難儀な恋人を持ってしまったという事くらい。
いや、恋人と認めてはいけないんではないかと自問自答を繰り返すが私を抱き締めるこの人は私を恋人だと思っているだろう。
ベッドに押し倒された形ではあるが、私も嫌がっていないのが悪い。
嫌だなんて思っていないから彼から与えられる全てを受け入れてしまう。

「おい、シエラ」

「はい」

「何を考えていた?」

嫌がっていない自分をどうしたものか、と思っていたなんて言えない。
ジャスティンの右手がゆっくりと胸元へ移動する。
器用にボタンを一つずつ外していきながらも私を見つめることを止めない。
きっと答えるまで見つめ続けるつもりだ。

「ジャスティン様の趣味は変わっているなーと」

「趣味?」

「何回も言いますけど、わざわざ敵対する側の使用人に手を出さなくても」

下世話な噂で評判が落ちるのはジャスティンなのに。
言葉を続けようとしたが、唇が塞がれてそのまま飲み込まれてしまう。
乱暴に唇を合わせてきたくせに、優しい口付けだ。
服を脱がせようと動く手を止めることもせず、ジャスティンの背中に腕を回した。

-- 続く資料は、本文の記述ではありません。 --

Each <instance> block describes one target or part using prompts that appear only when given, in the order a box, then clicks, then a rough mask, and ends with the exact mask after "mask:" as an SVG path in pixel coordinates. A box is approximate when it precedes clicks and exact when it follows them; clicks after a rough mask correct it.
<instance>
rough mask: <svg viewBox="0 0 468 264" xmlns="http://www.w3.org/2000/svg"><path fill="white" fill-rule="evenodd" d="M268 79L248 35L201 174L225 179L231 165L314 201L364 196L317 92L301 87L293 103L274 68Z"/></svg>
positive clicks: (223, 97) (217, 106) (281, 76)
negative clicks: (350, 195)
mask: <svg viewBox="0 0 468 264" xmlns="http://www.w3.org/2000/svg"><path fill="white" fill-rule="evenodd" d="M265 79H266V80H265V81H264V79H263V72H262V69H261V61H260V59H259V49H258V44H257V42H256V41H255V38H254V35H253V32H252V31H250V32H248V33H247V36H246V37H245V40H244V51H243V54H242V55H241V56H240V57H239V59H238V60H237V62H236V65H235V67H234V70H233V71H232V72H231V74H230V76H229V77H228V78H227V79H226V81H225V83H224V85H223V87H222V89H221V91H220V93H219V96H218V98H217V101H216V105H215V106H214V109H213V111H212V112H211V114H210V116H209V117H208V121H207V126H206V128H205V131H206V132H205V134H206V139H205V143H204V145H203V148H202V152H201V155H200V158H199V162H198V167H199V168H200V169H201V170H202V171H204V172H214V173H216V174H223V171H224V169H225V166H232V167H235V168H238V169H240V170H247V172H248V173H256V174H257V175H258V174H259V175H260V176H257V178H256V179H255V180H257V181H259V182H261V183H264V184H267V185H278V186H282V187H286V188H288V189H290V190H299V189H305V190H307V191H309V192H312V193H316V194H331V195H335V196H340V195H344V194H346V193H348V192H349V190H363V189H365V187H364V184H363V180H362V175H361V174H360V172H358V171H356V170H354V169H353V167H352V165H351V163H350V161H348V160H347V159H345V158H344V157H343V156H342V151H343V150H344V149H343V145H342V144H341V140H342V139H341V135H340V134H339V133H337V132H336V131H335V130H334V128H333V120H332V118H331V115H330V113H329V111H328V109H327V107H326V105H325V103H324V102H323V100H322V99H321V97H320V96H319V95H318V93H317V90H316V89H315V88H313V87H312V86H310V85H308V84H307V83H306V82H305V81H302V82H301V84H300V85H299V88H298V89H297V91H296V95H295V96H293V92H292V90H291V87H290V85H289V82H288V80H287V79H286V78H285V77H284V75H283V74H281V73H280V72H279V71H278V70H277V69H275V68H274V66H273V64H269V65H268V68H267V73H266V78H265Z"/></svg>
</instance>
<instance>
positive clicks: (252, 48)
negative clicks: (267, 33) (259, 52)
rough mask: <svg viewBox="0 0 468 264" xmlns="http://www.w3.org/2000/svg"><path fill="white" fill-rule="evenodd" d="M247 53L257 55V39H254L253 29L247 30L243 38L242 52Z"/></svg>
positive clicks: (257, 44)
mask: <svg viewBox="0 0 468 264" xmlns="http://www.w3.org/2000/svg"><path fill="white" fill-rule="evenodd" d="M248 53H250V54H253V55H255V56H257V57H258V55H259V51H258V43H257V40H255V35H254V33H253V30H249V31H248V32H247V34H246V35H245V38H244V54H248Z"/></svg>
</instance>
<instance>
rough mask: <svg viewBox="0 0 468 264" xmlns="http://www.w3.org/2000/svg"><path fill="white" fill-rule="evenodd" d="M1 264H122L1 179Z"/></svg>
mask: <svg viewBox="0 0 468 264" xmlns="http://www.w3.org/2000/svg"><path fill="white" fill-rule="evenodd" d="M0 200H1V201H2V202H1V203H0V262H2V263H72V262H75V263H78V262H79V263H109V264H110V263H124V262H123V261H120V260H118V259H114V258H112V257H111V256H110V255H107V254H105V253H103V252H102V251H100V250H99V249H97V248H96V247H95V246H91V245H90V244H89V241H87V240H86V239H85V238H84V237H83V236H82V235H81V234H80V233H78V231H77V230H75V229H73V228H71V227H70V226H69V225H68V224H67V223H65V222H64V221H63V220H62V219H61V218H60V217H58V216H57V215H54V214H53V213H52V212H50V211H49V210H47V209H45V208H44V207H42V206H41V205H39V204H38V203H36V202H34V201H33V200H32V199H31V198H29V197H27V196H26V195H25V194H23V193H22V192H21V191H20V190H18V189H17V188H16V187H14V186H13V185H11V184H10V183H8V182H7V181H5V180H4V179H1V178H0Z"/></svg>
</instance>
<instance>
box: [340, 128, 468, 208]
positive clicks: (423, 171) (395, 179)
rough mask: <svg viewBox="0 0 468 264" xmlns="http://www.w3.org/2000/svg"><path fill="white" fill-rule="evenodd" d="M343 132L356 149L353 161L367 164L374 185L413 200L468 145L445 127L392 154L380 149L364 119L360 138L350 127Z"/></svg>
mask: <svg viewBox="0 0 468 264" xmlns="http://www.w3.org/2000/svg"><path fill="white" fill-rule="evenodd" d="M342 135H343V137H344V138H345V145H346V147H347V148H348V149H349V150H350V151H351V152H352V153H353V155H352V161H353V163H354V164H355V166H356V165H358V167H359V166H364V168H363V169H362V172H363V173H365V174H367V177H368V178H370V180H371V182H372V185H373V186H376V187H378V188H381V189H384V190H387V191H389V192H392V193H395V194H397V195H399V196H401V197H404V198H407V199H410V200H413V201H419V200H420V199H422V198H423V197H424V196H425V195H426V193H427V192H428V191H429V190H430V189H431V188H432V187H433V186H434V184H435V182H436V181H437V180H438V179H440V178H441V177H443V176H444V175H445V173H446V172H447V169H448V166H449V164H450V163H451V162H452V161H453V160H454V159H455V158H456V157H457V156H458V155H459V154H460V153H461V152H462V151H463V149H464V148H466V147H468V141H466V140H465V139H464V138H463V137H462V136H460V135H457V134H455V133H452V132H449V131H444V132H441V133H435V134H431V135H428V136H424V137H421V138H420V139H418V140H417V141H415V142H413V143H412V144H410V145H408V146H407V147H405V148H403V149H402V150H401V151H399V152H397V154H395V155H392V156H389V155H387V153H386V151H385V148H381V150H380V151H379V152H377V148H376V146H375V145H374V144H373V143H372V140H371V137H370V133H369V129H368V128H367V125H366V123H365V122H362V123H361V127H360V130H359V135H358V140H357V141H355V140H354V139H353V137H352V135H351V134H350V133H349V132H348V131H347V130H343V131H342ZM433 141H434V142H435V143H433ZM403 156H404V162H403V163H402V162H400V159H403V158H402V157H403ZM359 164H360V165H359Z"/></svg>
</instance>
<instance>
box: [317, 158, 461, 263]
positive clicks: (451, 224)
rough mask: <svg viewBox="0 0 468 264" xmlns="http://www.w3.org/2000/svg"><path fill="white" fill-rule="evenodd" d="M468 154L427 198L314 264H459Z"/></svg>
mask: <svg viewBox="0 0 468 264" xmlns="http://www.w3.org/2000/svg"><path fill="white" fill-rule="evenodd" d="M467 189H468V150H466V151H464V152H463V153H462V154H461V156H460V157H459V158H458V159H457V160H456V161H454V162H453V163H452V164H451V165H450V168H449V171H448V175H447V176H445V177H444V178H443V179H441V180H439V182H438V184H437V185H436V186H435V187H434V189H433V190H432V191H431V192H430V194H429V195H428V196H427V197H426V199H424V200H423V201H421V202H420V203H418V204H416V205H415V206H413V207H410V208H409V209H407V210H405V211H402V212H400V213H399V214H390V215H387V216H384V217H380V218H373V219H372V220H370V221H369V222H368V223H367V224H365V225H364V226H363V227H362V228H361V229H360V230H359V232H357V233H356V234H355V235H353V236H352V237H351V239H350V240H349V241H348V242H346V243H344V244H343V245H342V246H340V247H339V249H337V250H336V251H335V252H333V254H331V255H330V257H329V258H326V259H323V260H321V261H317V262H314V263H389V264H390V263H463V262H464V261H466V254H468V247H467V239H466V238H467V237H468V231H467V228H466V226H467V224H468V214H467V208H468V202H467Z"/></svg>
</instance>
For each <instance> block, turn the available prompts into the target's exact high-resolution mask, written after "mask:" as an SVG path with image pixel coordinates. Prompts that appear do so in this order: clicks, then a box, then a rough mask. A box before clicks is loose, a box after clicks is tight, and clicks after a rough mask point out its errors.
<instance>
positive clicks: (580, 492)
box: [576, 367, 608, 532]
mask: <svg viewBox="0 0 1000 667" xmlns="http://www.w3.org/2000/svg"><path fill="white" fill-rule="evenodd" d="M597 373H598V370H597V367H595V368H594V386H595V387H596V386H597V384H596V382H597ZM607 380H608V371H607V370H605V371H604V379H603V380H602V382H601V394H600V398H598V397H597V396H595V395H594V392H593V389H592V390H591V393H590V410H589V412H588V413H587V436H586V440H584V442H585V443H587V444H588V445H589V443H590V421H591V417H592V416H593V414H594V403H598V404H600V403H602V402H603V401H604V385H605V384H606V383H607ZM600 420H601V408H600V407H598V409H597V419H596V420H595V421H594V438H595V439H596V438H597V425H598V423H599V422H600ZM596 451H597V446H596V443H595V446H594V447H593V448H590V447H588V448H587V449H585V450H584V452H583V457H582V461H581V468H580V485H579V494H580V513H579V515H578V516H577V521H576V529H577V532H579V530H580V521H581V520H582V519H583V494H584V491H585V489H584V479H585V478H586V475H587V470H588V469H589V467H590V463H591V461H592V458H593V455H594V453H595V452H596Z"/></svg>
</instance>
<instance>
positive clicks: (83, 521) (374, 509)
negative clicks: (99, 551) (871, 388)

首筋に顔を埋め、舌を這わせる。
首筋から鎖骨、肩へと移動をしていき、過去の傷跡を舐められる。
傷跡というのは皮膚が薄くなっているのだろう、そうでない部分より敏感になる。
彼の身体にだっていくつもの傷跡があるから分かっているくせに、私の傷跡を執拗に責める。
こうして意地の悪い責め方をする時は機嫌を損ねているときだ。

「ジャスティンさま・・・?」

与えられる快感に抗いながら彼の頭をなでてみる。
そうすると動きが止まった。

「お前に痕を残す奴ら、全て殺してしまいたい」

王子とは思えない殺気を放つ。
元暗殺者の私でさえ、危うく武器に手を伸ばしそうになるのだ。
恐ろしい人。
そして、可愛い人。
姿の見えない人にこうやって嫉妬して、怒るんだもの。
愛撫されるのも気持ち良い。
キスされるのだって勿論そうだ。
だけど、こうやって殺気を放つジャスティンに抱かれるのが恐ろしいくらい好きなのだ。
わざと妬かせようなんて気はないのに、彼は思いのほか狭い心で私を見つめて怒る。
ああ、馬鹿な人。

「ジャスティン様、」

顔を引き寄せて、私から唇を奪う。

「あなたの痕も残してください」

いつか消えるであろう痕であっても、欲しくなる。
この身体がいつか朽ちる時、あなたの残した痕があったら・・・なんて思うくらい私はこの人に絆されてる。